Citada, a ré alega a caducidade da acão atento o disposto no art. 1817.º, do CC dizendo que o A. atingiu a maioridade a 5 de Junho de 1959, data a partir da qual dispunha de 10 anos para intentar a presente acção. Podia discutir-se, aliás, se o A. tinha ou não conhecimento de que J… seria seu pai e de tal forma, aproveitar-se ainda do prazo de 3 anos previsto na al. c) do nº 2 (conhecimento superveniente de factos ou circunstâncias que possibilitem ou justifiquem a investigação). Porém, face ao alegado, o A. há muito que teria conhecimento de quem seria o seu pai. Poderia, ainda discutir-se, se o A. ainda poderia beneficiar do prazo previsto na al. b) do nº 2 do artigo 1817º (cessação do tratamento como filho pelo pretenso pai). Mais uma vez, o prazo há muito que se esgotou, pois que foi reconhecido e tratado como filho pelo pretenso pai até à morte deste. Ora, o pretenso pai faleceu a 19 de Outubro de 2000, ou seja, há mais de 13 anos. É assim óbvio que caducou o prazo para o A. intentar a presente acção. Por fim, a ré invoca a constitucionalidade do prazo legal supra mencionado e impugna os factos alegados pelo autor.

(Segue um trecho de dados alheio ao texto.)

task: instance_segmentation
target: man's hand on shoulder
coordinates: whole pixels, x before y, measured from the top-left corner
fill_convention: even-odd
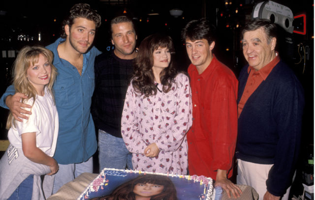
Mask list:
[[[19,121],[22,121],[22,118],[28,119],[28,117],[23,114],[31,114],[32,113],[22,108],[31,108],[32,106],[20,102],[21,98],[26,98],[28,96],[22,93],[17,92],[14,95],[8,95],[5,98],[5,104],[9,108],[14,118]]]
[[[280,197],[277,197],[270,194],[268,191],[266,192],[264,195],[264,200],[279,200]]]
[[[237,198],[241,196],[242,192],[237,186],[226,178],[226,171],[218,170],[217,179],[215,183],[215,187],[220,186],[226,193],[229,198],[231,198],[230,192],[233,195],[233,198]]]

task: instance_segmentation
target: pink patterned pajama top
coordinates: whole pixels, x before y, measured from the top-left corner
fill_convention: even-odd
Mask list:
[[[122,135],[132,153],[133,169],[142,171],[186,175],[188,166],[186,133],[191,126],[191,96],[189,79],[180,73],[176,84],[164,93],[162,85],[155,96],[143,98],[130,84],[122,117]],[[160,151],[154,158],[144,149],[156,143]]]

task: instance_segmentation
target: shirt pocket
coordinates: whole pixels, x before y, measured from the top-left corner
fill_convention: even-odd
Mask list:
[[[71,94],[76,93],[74,80],[72,77],[57,79],[54,84],[56,105],[59,107],[68,107],[74,104]]]

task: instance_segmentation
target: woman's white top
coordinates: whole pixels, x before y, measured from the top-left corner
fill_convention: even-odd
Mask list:
[[[33,98],[25,103],[32,106]],[[23,119],[23,122],[16,121],[16,127],[10,128],[8,132],[10,143],[17,148],[22,148],[22,134],[35,132],[36,146],[52,157],[56,149],[59,122],[52,94],[45,87],[44,95],[36,95],[31,109],[23,109],[32,112],[32,114],[27,114],[29,119]]]

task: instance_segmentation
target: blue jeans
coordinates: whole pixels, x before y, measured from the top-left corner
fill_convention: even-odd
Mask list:
[[[30,175],[21,183],[7,200],[31,200],[33,193],[34,175]]]
[[[132,154],[129,152],[122,138],[98,130],[99,171],[104,168],[132,169]]]
[[[58,164],[59,170],[55,175],[53,194],[57,192],[63,185],[76,178],[81,173],[93,172],[93,157],[86,162],[68,165]]]

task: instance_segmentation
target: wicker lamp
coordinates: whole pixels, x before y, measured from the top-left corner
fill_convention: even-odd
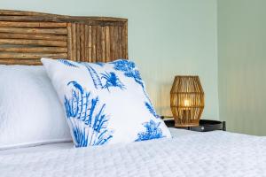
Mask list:
[[[176,76],[170,93],[175,127],[199,126],[204,92],[199,76]]]

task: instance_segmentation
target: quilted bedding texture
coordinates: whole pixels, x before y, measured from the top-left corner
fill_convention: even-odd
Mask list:
[[[1,177],[266,176],[266,137],[208,132],[0,156]]]

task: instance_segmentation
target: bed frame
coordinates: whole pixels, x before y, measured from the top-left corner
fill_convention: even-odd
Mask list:
[[[128,58],[128,19],[0,10],[0,64],[41,65],[42,57]]]

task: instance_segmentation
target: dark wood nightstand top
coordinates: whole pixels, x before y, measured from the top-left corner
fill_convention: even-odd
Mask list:
[[[168,127],[176,127],[175,121],[173,119],[165,119],[165,124]],[[176,127],[187,130],[192,130],[197,132],[209,132],[214,130],[223,130],[226,131],[225,121],[211,120],[211,119],[200,119],[198,127]]]

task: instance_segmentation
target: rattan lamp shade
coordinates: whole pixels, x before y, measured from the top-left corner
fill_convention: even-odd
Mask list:
[[[199,126],[204,109],[204,92],[199,76],[176,76],[170,96],[175,126]]]

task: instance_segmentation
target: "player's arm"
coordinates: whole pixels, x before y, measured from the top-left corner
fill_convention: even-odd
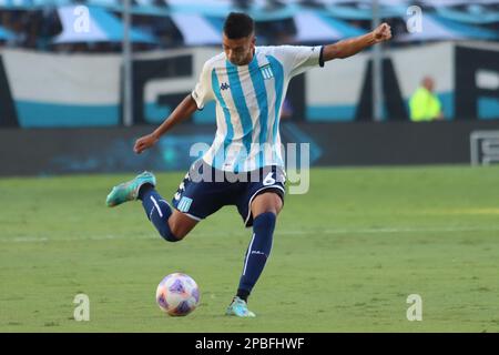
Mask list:
[[[323,60],[344,59],[357,54],[364,49],[388,41],[391,38],[391,29],[388,23],[381,23],[376,30],[356,38],[338,41],[324,45]]]
[[[191,114],[193,114],[196,110],[196,102],[194,101],[192,95],[189,94],[184,100],[182,100],[182,102],[170,114],[170,116],[164,120],[164,122],[157,129],[154,130],[154,132],[141,136],[136,140],[135,146],[133,148],[134,152],[140,154],[144,150],[153,146],[163,134],[170,131],[177,123],[191,116]]]

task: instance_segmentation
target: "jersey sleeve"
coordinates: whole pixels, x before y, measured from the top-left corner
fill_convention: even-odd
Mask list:
[[[191,93],[191,97],[196,102],[197,109],[203,110],[204,105],[214,100],[215,95],[212,89],[212,75],[211,75],[211,65],[206,62],[203,65],[203,69],[200,74],[200,79]]]
[[[275,48],[275,54],[293,78],[308,69],[324,67],[323,49],[322,45],[279,45]]]

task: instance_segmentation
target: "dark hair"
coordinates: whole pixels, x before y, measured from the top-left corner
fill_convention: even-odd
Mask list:
[[[231,40],[248,37],[255,30],[255,22],[246,13],[231,12],[225,19],[224,33]]]

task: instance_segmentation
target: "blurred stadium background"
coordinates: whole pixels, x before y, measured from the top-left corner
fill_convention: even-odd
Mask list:
[[[422,10],[414,33],[411,6]],[[231,10],[255,18],[259,44],[329,43],[391,24],[395,38],[379,50],[292,82],[283,140],[310,142],[316,165],[468,163],[471,133],[497,128],[499,1],[0,0],[0,174],[136,171],[144,159],[185,169],[186,149],[212,140],[214,104],[149,158],[130,148],[221,51]],[[410,122],[424,77],[445,122]],[[482,150],[495,135],[480,134],[477,159],[497,160],[496,145]]]
[[[170,199],[191,145],[212,142],[214,105],[132,152],[222,50],[232,10],[254,17],[258,44],[330,43],[381,21],[394,33],[292,81],[281,131],[310,143],[312,186],[289,196],[251,325],[218,317],[248,241],[233,211],[173,250],[138,206],[104,206],[142,170]],[[445,119],[411,122],[425,77]],[[499,329],[498,170],[466,166],[499,162],[499,1],[0,0],[0,162],[1,331]],[[381,168],[328,169],[354,165]],[[152,297],[179,268],[210,306],[173,325]],[[71,317],[81,292],[95,310],[86,327]],[[421,326],[405,318],[414,292]]]

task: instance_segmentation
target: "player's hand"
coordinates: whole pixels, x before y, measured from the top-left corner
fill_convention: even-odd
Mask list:
[[[138,154],[142,153],[146,149],[150,149],[157,142],[157,136],[154,133],[141,136],[135,141],[135,145],[133,146],[133,151]]]
[[[388,23],[384,22],[373,31],[376,43],[388,41],[391,38],[391,28]]]

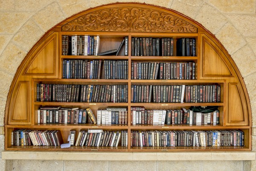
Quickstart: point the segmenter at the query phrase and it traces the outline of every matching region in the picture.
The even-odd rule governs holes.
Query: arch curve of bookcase
[[[134,3],[104,5],[76,14],[49,30],[35,45],[19,67],[8,94],[5,110],[6,149],[17,149],[12,148],[11,145],[10,134],[14,129],[38,128],[36,116],[37,108],[42,105],[52,105],[50,103],[41,104],[36,102],[35,83],[42,81],[61,81],[61,60],[64,58],[61,53],[62,34],[103,35],[106,37],[104,39],[122,36],[130,39],[132,36],[142,36],[140,35],[196,38],[197,56],[195,58],[183,57],[180,59],[179,56],[165,58],[159,56],[158,60],[193,60],[198,64],[198,78],[188,82],[190,84],[220,83],[222,85],[221,103],[219,104],[221,108],[222,128],[233,128],[244,131],[246,143],[245,148],[242,150],[251,150],[252,117],[248,93],[238,68],[224,48],[201,25],[182,14],[164,8]],[[113,43],[118,45],[118,41]],[[131,42],[129,39],[129,45]],[[101,50],[105,50],[103,48],[106,48],[106,46],[105,45],[105,48]],[[128,59],[129,62],[137,60],[135,56],[131,56],[130,48],[128,56],[122,57]],[[90,59],[95,58],[91,56]],[[97,59],[112,59],[111,56],[99,56]],[[145,57],[140,60],[142,61],[143,59],[147,60]],[[154,58],[154,60],[157,59]],[[131,67],[131,64],[129,66]],[[130,74],[131,71],[128,73]],[[72,81],[76,81],[73,80]],[[131,88],[130,76],[127,83]],[[130,90],[128,92],[130,93]],[[118,104],[116,104],[118,106]],[[210,104],[203,104],[211,105]],[[215,105],[218,106],[218,104]],[[129,101],[126,106],[130,107],[132,104]],[[128,129],[130,129],[130,127],[129,123]],[[44,128],[46,129],[47,126],[42,126],[42,129]],[[52,126],[49,129],[54,128]],[[66,137],[69,129],[60,129],[67,132],[62,133]],[[33,150],[32,149],[23,149]],[[40,149],[36,150],[40,150]]]

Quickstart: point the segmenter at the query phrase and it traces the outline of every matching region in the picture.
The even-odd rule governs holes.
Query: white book
[[[67,110],[64,110],[64,123],[67,123]]]
[[[106,119],[105,119],[105,110],[102,110],[101,114],[102,114],[102,124],[105,124],[105,120]]]
[[[184,94],[185,94],[185,85],[181,85],[181,98],[180,103],[184,103]]]
[[[162,124],[162,116],[163,116],[163,110],[158,110],[158,124]]]
[[[38,110],[38,124],[40,123],[40,109]]]
[[[84,36],[84,55],[88,56],[88,36]]]
[[[46,110],[44,110],[43,113],[44,116],[43,123],[45,124],[46,123]]]
[[[202,113],[196,113],[196,124],[201,125],[202,123]]]
[[[101,110],[97,111],[97,124],[100,125],[101,123]]]
[[[100,39],[99,36],[97,36],[97,42],[96,43],[96,52],[95,55],[98,55],[98,53],[99,52],[99,42],[100,41]]]
[[[105,110],[105,124],[109,124],[108,121],[109,117],[108,115],[108,111]],[[110,120],[111,121],[111,119]]]
[[[166,115],[166,110],[163,110],[163,115],[162,115],[162,124],[164,125],[165,121],[165,118]]]

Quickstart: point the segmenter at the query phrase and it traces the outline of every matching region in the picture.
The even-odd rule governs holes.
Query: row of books
[[[173,56],[175,40],[172,38],[132,37],[132,56]],[[195,38],[181,38],[177,41],[177,56],[196,56]]]
[[[100,79],[102,63],[101,60],[63,59],[62,78]]]
[[[128,79],[128,61],[104,61],[105,79]]]
[[[113,49],[99,53],[100,39],[99,36],[62,35],[62,55],[117,56],[123,45],[125,45],[125,56],[128,55],[128,37],[125,37],[118,50]],[[71,40],[70,40],[71,39]]]
[[[220,103],[221,86],[132,85],[131,99],[132,103]]]
[[[195,79],[195,62],[131,62],[132,79]]]
[[[244,139],[239,130],[131,132],[134,147],[244,146]]]
[[[97,111],[98,124],[127,124],[128,111],[126,108],[107,108]]]
[[[37,84],[37,101],[127,102],[127,85]]]
[[[127,131],[81,130],[76,141],[76,131],[70,131],[70,134],[72,146],[117,147],[121,145],[121,146],[127,146]]]
[[[62,143],[60,131],[22,129],[12,132],[12,146],[60,146]]]
[[[145,110],[144,107],[132,107],[131,124],[148,125],[219,124],[220,112],[202,113],[183,108],[180,109]]]

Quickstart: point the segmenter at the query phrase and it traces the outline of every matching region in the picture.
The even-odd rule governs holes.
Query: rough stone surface
[[[14,11],[15,0],[0,0],[0,11]]]
[[[163,6],[167,8],[170,8],[170,6],[171,6],[171,4],[172,4],[172,2],[173,0],[145,0],[145,3],[147,3],[148,4],[155,5],[156,6]]]
[[[0,34],[0,54],[3,51],[12,37],[11,34]]]
[[[119,171],[121,168],[125,168],[127,171],[157,170],[155,161],[112,161],[109,162],[109,168],[111,171]]]
[[[0,104],[4,104],[3,106],[0,107],[0,109],[3,109],[3,110],[0,111],[0,118],[3,117],[2,116],[2,112],[4,112],[5,104],[6,103],[6,101],[4,99],[6,99],[7,98],[9,89],[10,88],[10,86],[11,86],[13,79],[13,76],[9,75],[3,72],[0,72],[0,85],[4,85],[4,86],[2,86],[1,88],[0,89],[0,98],[3,99],[0,100]],[[2,120],[0,120],[0,124],[3,125]]]
[[[37,11],[52,1],[52,0],[15,0],[15,10],[17,11]]]
[[[14,75],[26,53],[26,52],[10,42],[0,58],[0,68]]]
[[[231,57],[236,64],[242,76],[246,76],[256,72],[256,56],[248,45],[241,48]],[[245,66],[246,67],[244,67]]]
[[[207,0],[222,13],[253,14],[255,13],[255,0]]]
[[[256,101],[256,73],[244,77],[244,80],[246,85],[250,101],[251,102]]]
[[[171,8],[194,19],[203,3],[201,0],[175,0]]]
[[[87,0],[74,0],[72,1],[66,0],[58,0],[59,3],[66,17],[70,16],[90,8],[90,3]]]
[[[17,45],[28,52],[44,34],[44,31],[32,20],[27,22],[13,38]],[[33,39],[31,39],[33,37]]]
[[[15,160],[13,161],[13,170],[45,171],[54,170],[55,171],[62,171],[63,170],[63,162],[61,160]]]
[[[227,22],[227,18],[213,7],[204,3],[195,20],[215,34]]]
[[[246,37],[245,39],[256,55],[256,37]]]
[[[66,171],[108,171],[108,161],[65,161],[64,168]]]
[[[226,16],[245,36],[256,36],[256,14],[227,14]]]
[[[32,12],[0,12],[0,34],[15,33],[32,14]]]
[[[54,3],[35,14],[33,18],[46,32],[65,17],[58,4]]]
[[[230,54],[233,54],[246,44],[242,35],[230,22],[226,23],[216,33],[215,36]]]

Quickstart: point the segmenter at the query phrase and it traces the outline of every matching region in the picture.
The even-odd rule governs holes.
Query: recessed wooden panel
[[[29,122],[29,105],[27,100],[29,97],[29,81],[20,81],[13,98],[13,107],[10,121],[15,122]]]
[[[219,53],[205,39],[203,39],[203,76],[230,77],[231,72],[223,60],[223,54]]]
[[[244,98],[241,90],[238,84],[229,84],[227,125],[248,124],[247,110],[244,106]]]
[[[47,39],[33,57],[25,70],[25,75],[55,75],[56,35]]]

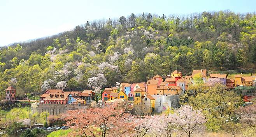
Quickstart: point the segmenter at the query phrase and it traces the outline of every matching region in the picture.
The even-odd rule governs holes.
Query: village
[[[189,87],[195,84],[196,77],[201,79],[202,86],[211,86],[210,81],[212,80],[219,80],[228,89],[246,89],[256,85],[256,77],[254,76],[235,75],[233,78],[228,78],[226,74],[212,73],[207,76],[207,74],[206,69],[194,70],[191,75],[184,76],[182,72],[176,70],[165,76],[164,79],[156,75],[146,82],[121,83],[117,87],[105,88],[100,95],[96,96],[92,90],[63,91],[61,89],[49,89],[40,96],[39,101],[19,101],[35,103],[31,106],[34,112],[35,109],[40,113],[47,111],[51,115],[59,114],[82,108],[83,106],[103,107],[124,102],[126,102],[128,112],[140,115],[151,115],[152,113],[161,113],[170,108],[179,108],[180,96],[187,91]],[[16,91],[13,87],[9,87],[5,91],[7,101],[16,101]],[[250,103],[245,99],[246,103]],[[64,104],[73,107],[63,108],[62,105]]]

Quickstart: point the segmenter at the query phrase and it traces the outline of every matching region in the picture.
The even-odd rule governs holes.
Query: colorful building
[[[121,90],[118,93],[117,95],[119,99],[127,99],[127,95],[123,91]]]
[[[128,83],[124,86],[124,93],[128,95],[131,92],[131,85],[132,84]],[[124,90],[123,90],[124,91]]]
[[[161,86],[157,88],[157,95],[181,95],[182,90],[178,86]]]
[[[128,83],[121,83],[120,84],[120,90],[124,91],[124,86],[129,84]]]
[[[104,90],[102,94],[102,101],[107,101],[109,98],[110,93],[111,93],[111,92],[110,90]]]
[[[181,75],[181,72],[179,72],[177,70],[175,70],[171,74],[171,76],[172,77],[181,77],[182,75]]]
[[[235,87],[242,85],[244,86],[252,86],[253,85],[253,80],[255,77],[242,77],[240,75],[235,75],[234,84]]]
[[[16,90],[11,86],[5,89],[5,99],[7,101],[15,101],[16,99]]]

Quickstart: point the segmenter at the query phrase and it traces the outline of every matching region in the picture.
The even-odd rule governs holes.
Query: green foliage
[[[60,130],[51,133],[47,137],[67,137],[68,134],[72,131],[71,130]]]

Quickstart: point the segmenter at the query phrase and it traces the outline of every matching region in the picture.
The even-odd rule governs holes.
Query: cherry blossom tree
[[[134,124],[130,114],[124,112],[123,107],[113,104],[103,108],[70,111],[63,117],[67,125],[81,136],[125,136],[131,132]]]
[[[136,118],[133,120],[135,124],[133,132],[130,136],[134,137],[143,137],[149,133],[153,123],[153,119],[149,116],[144,118]]]
[[[188,137],[196,132],[203,131],[203,124],[206,122],[201,110],[194,110],[188,105],[184,105],[176,110],[173,116],[179,126],[185,131]]]
[[[68,84],[62,80],[58,82],[56,85],[56,88],[57,89],[63,89],[67,88]]]

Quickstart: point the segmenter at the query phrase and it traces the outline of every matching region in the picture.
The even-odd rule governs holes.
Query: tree
[[[203,131],[203,124],[206,120],[201,110],[193,110],[192,106],[185,105],[177,109],[176,112],[173,117],[188,137],[191,137],[194,133]]]
[[[67,83],[65,82],[62,80],[61,81],[58,83],[56,85],[56,88],[57,89],[61,89],[63,90],[63,89],[67,87]]]
[[[125,135],[133,126],[130,114],[124,112],[123,107],[114,104],[70,111],[63,117],[67,125],[80,136],[117,137]]]

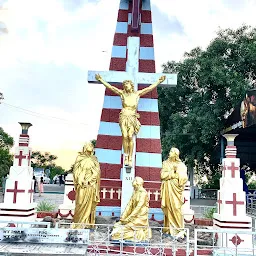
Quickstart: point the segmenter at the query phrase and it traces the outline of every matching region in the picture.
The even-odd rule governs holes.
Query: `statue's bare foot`
[[[129,164],[129,160],[128,160],[128,156],[124,157],[124,165],[128,165]]]

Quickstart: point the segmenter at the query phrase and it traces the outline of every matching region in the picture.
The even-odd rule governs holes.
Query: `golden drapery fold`
[[[96,206],[100,202],[100,165],[97,158],[80,153],[74,164],[73,177],[76,191],[73,222],[95,224]],[[83,228],[83,225],[74,224],[73,228]]]
[[[120,127],[125,126],[127,131],[129,127],[133,127],[134,133],[138,134],[141,126],[138,118],[140,115],[136,111],[123,108],[119,114],[119,125]]]
[[[152,237],[149,228],[148,209],[149,198],[147,191],[141,187],[134,191],[123,212],[121,219],[125,224],[117,222],[112,231],[113,240],[147,241]]]
[[[161,208],[164,212],[164,233],[176,235],[184,228],[184,219],[181,211],[183,205],[183,191],[188,181],[187,167],[181,161],[172,162],[169,159],[163,162],[161,170]]]

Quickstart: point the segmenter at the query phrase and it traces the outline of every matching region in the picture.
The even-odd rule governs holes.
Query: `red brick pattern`
[[[142,1],[141,1],[142,2]],[[118,12],[118,22],[128,22],[128,13],[131,13],[132,10],[132,1],[129,4],[129,10],[119,10]],[[143,23],[152,23],[151,11],[141,10],[141,21]],[[115,33],[113,45],[116,46],[126,46],[128,36],[139,36],[140,37],[140,46],[141,47],[153,47],[153,35],[141,35],[140,32],[132,33],[131,26],[128,25],[127,34]],[[114,71],[125,71],[126,69],[126,59],[125,58],[111,58],[110,70]],[[154,73],[155,72],[155,60],[139,60],[139,72]],[[122,85],[115,84],[118,88],[122,88]],[[139,89],[146,87],[146,85],[138,85]],[[114,94],[106,90],[106,96],[114,96]],[[142,98],[157,99],[157,90],[144,95]],[[118,123],[119,119],[119,109],[103,109],[101,115],[101,121]],[[159,114],[158,112],[145,112],[140,111],[140,122],[142,125],[160,125]],[[138,139],[137,138],[137,151],[139,152],[150,152],[150,153],[161,153],[161,142],[159,139]],[[104,149],[122,149],[122,138],[121,136],[105,136],[102,134],[98,135],[96,148]],[[122,168],[122,157],[120,159],[120,164],[106,164],[100,163],[101,165],[101,177],[109,179],[120,179],[120,171]],[[139,167],[136,166],[136,175],[141,176],[145,181],[153,181],[149,183],[150,186],[157,186],[155,189],[160,189],[160,183],[155,183],[155,181],[160,180],[160,168],[151,168],[149,167]],[[119,180],[120,181],[120,180]],[[121,181],[120,181],[121,182]],[[103,181],[101,182],[101,186]],[[145,186],[149,186],[145,182]],[[108,186],[109,183],[108,183]],[[121,184],[120,184],[121,188]],[[152,198],[152,196],[151,196]],[[120,200],[113,199],[104,200],[100,205],[111,204],[113,206],[120,206]],[[151,207],[160,207],[159,202],[150,202]]]

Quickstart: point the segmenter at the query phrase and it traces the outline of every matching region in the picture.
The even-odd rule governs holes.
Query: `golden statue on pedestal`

O autor responde alegando a inconstitucionalidade dos prazos previstos no art. 1817.º, do CC.

Seguiu-se a prolação de despacho saneador-sentença com o seguinte teor final Face ao exposto, julga-se procedente a excepção peremptória da caducidade invocada pela ré e, consequentemente, absolve-se a ré do pedido.

Custas pelo autor.

Registe e notifique.

Apelou o Autor, concluindo do seguinte modo as suas alegações de recurso: 1. Além do mais, a invocação pela Ré da inconstitucionalidade do prazo legal da caducidade da ação e a impugnação dos fatos alegados pelo Autor, são insuficientes, para não dizer mesmo inexistentes.

  1. Contudo, o Tribunal" a quo" não só os considerou, como os valorou em favor da ré e em prejuízo do aqui recorrente.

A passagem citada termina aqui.